Muris muvazaasında miras bırakan ile sözleşmenin karşı tarafı arasında anlaşma mevcut olup, esas amaç mirasçıları aldatmaktır. Muris muvazaası, bir kimsenin mirasçısını miras hakkından yoksun bırakmak amacıyla yaptığı karşılıksız kazandırmaları (bağışları), satış ya da ölünceye kadar bakma sözleşmesi olarak göstermesidir. Muris muvazaasının söz konusu olabilmesi için miras bırakanın, mirastan mal kaçırma kastıyla hareket etmiş olması gerekmektedir.
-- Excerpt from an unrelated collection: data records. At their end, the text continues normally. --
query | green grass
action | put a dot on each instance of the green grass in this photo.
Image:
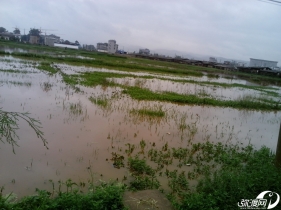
(46, 66)
(103, 102)
(145, 94)
(243, 175)
(104, 196)
(149, 112)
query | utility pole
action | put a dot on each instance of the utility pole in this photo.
(278, 150)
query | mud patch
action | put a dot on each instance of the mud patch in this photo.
(146, 199)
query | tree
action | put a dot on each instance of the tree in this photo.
(17, 31)
(3, 30)
(9, 125)
(34, 32)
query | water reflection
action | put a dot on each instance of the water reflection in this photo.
(82, 133)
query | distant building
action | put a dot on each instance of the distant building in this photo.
(56, 38)
(34, 39)
(102, 46)
(262, 63)
(6, 35)
(49, 41)
(144, 51)
(66, 46)
(112, 46)
(89, 47)
(212, 59)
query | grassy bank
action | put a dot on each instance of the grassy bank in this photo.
(226, 174)
(101, 78)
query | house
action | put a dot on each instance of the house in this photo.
(144, 51)
(49, 41)
(262, 63)
(34, 39)
(66, 46)
(102, 46)
(112, 46)
(6, 35)
(89, 47)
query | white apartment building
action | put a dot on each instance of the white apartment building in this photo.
(262, 63)
(112, 46)
(144, 51)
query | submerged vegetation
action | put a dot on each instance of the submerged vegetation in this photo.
(225, 172)
(201, 173)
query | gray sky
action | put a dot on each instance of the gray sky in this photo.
(235, 29)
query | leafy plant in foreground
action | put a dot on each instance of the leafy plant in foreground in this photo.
(9, 125)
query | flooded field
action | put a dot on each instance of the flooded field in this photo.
(85, 125)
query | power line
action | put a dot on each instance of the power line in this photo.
(277, 3)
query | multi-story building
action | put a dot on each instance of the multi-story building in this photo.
(102, 46)
(112, 46)
(212, 59)
(89, 47)
(144, 51)
(34, 39)
(262, 63)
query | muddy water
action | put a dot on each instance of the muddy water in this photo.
(81, 134)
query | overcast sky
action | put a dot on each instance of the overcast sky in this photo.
(235, 29)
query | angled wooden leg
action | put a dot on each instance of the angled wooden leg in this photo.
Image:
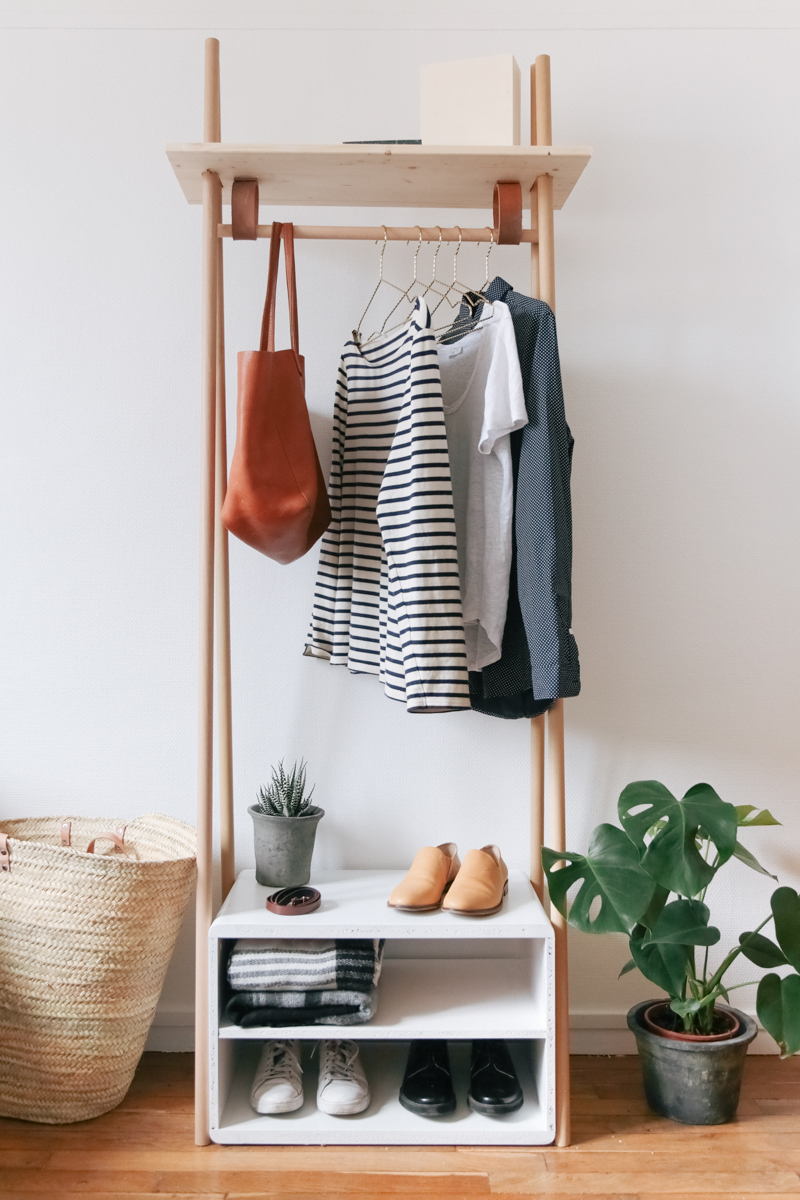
(537, 804)
(542, 193)
(211, 211)
(222, 612)
(557, 839)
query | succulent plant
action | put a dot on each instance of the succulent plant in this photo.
(286, 795)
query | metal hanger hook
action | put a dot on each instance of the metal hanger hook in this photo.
(456, 255)
(416, 252)
(487, 256)
(383, 251)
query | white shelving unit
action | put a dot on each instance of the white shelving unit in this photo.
(443, 977)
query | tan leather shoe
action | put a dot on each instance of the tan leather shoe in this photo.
(428, 877)
(480, 886)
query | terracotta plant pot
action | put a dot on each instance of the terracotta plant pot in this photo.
(696, 1081)
(650, 1021)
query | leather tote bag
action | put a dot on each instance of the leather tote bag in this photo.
(276, 499)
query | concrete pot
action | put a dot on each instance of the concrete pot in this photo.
(284, 846)
(692, 1081)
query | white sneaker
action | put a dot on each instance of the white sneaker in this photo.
(277, 1085)
(343, 1086)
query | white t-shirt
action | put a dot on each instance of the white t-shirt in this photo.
(483, 402)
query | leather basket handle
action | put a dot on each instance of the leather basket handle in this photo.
(118, 838)
(268, 319)
(286, 232)
(292, 286)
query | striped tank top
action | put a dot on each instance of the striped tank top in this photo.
(386, 599)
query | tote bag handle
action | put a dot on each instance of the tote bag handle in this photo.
(268, 321)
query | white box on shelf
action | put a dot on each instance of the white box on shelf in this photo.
(443, 977)
(471, 102)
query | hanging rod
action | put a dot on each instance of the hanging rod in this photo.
(376, 233)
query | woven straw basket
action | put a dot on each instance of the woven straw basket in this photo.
(85, 940)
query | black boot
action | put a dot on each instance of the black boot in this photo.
(493, 1084)
(427, 1085)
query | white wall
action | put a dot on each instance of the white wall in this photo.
(678, 259)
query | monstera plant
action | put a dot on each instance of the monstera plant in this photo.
(649, 880)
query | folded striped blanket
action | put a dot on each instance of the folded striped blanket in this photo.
(341, 1007)
(305, 965)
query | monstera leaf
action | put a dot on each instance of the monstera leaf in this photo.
(745, 819)
(672, 857)
(683, 923)
(609, 873)
(749, 859)
(665, 965)
(786, 913)
(777, 1003)
(762, 951)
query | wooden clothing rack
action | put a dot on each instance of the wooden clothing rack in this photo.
(367, 175)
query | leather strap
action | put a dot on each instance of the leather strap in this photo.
(268, 319)
(292, 285)
(506, 208)
(280, 231)
(118, 838)
(244, 209)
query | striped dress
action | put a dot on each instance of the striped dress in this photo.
(386, 599)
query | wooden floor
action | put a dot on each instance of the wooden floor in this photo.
(620, 1150)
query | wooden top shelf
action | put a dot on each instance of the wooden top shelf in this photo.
(378, 175)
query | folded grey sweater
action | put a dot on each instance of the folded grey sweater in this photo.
(305, 965)
(257, 1008)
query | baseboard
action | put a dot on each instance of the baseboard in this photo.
(601, 1033)
(607, 1033)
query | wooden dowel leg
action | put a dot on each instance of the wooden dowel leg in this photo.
(211, 210)
(546, 240)
(557, 840)
(222, 613)
(537, 804)
(541, 133)
(211, 189)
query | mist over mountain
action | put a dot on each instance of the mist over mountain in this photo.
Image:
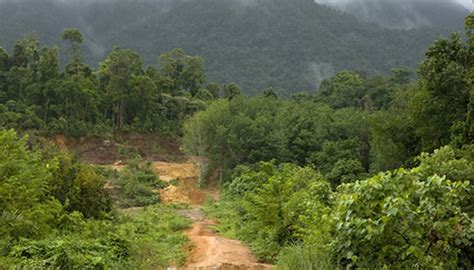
(406, 14)
(290, 45)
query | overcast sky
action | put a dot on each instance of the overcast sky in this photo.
(467, 3)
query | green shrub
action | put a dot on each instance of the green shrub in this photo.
(269, 207)
(304, 258)
(149, 240)
(139, 185)
(404, 219)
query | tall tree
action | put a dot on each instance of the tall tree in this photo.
(74, 38)
(116, 73)
(185, 72)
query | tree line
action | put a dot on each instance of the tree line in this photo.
(369, 172)
(37, 93)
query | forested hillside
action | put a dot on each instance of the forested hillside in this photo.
(287, 45)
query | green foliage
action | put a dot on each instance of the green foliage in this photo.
(304, 258)
(269, 207)
(120, 95)
(148, 240)
(26, 207)
(288, 45)
(403, 219)
(249, 130)
(139, 185)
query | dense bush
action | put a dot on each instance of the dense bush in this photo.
(269, 207)
(148, 240)
(138, 185)
(406, 218)
(55, 214)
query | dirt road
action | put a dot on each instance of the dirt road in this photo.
(210, 251)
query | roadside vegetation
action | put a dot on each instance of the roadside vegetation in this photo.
(56, 214)
(370, 171)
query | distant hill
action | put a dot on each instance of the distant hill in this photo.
(404, 14)
(285, 44)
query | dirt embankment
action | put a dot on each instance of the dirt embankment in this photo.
(209, 250)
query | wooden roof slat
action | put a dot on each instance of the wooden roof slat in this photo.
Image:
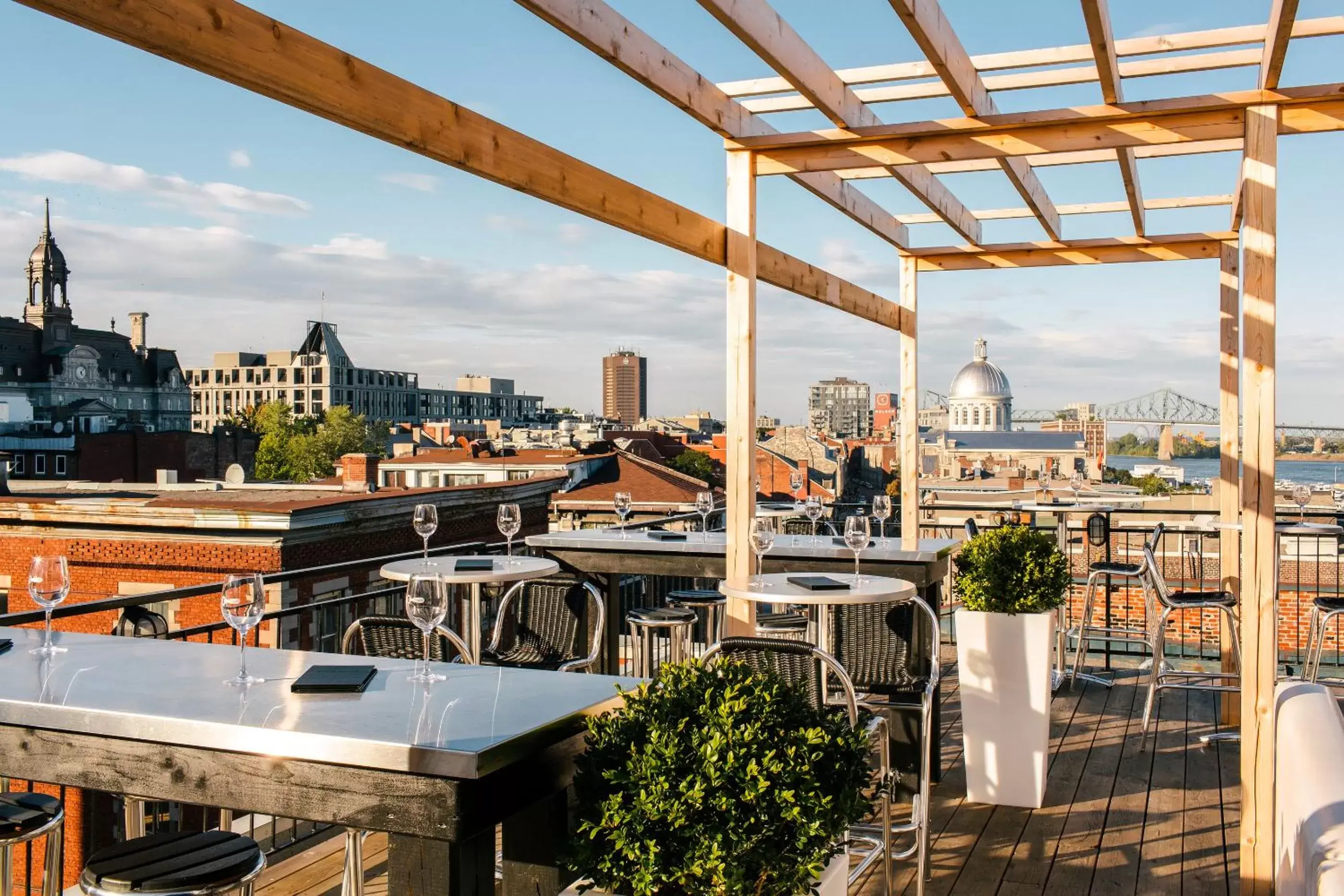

Muris muvazaası 4 unsurdan oluşur:
- Tarafların aralarında düzenledikleri muvazaa anlaşması ile geçersiz olduğunu kabul ettikleri görünüşteki sözleşme,
- Mirasçıları aldatma kastı,
- Miras bırakan ile karşı taraf arasındaki görünüşte yapılan sözleşmenin niteliğini değiştiren, hiçbir şekil şartına bağlı olmayan, tarafların beyanları ile iradeleri arasında bilerek meydana getirdikleri, uyumsuzluğu açıklayan muvazaa anlaşması,
- Miras bırakan ile karşı tarafın gerçek iradelerine uygun olan, ancak; saklanan ve genellikle bağış sözleşmesi şeklinde yapılan gizli sözleşme.
Taşınır mallarla tapusuz taşınmaz malların devrine ilişkin sözleşme resmi şekle tabii değildir. Ancak; tapulu taşınmazlarda sözleşmenin geçerli olabilmesi için resmi şekil şartlarına uygun olarak yapılmış olması mecburidir.
Muris muvazaası nedeniyle açılacak tapu iptal ve tescil davalarında yetkili mahkeme, taşınmazın bulunduğu yer mahkemesidir. Mirasçılar dava sırasında her türlü delille iddialarını ispatlayabilir. Ancak; eğer sözleşmenin taraflarından biri tarafından veya taşınmazı intikal ettiren kişinin ölümü halinde mirasçılarına halefiyet yolu ile açılmışsa; yazılı delille ispat kuralı vardır. Davada, miras bırakanın denkleştirme yapıp yapmadığı üzerinde durulmalıdır. Yani diğer bir deyişle; miras bırakandan tüm mirasçılara intikal eden taşınır, taşınmaz ve hakların araştırılması, tapu kayıt ve varsa diğer belge ve delillerin toplanarak paylaştırma mı yoksa mal kaçırma gayesi ile mi hareket edildiği aydınlatılmalıdır. Bu tür uyuşmazlıkların hakkaniyete uygun şekilde çözümlenebilmesi için miras bırakanın asıl irade ve amacının duraksamaya yer bırakmayacak biçimde ortaya çıkarılması önem taşır.
Muris muvazaası nedenine dayalı dava ile tenkis davasının birlikte veya ayrı açılmasını engelleyen bir kanun maddesi yoktur. Bu sebeple davacılar bu davalardan birini diğerine tercihen açmaya zorlanamaz. Davalardan birinin önce açılması, diğerinden feragat anlamına da gelmez. Biri hakkınca Mahkemece verilecek karar, diğeri ile alakalı bir kesin hüküm oluşturmaz.
Muris muvazaalarına ilişkin iptal davaları herhangi bir hak düşürücü süreye veya zaman aşıma tabii değildir. Her zaman açılabileceği unutulmamalıdır.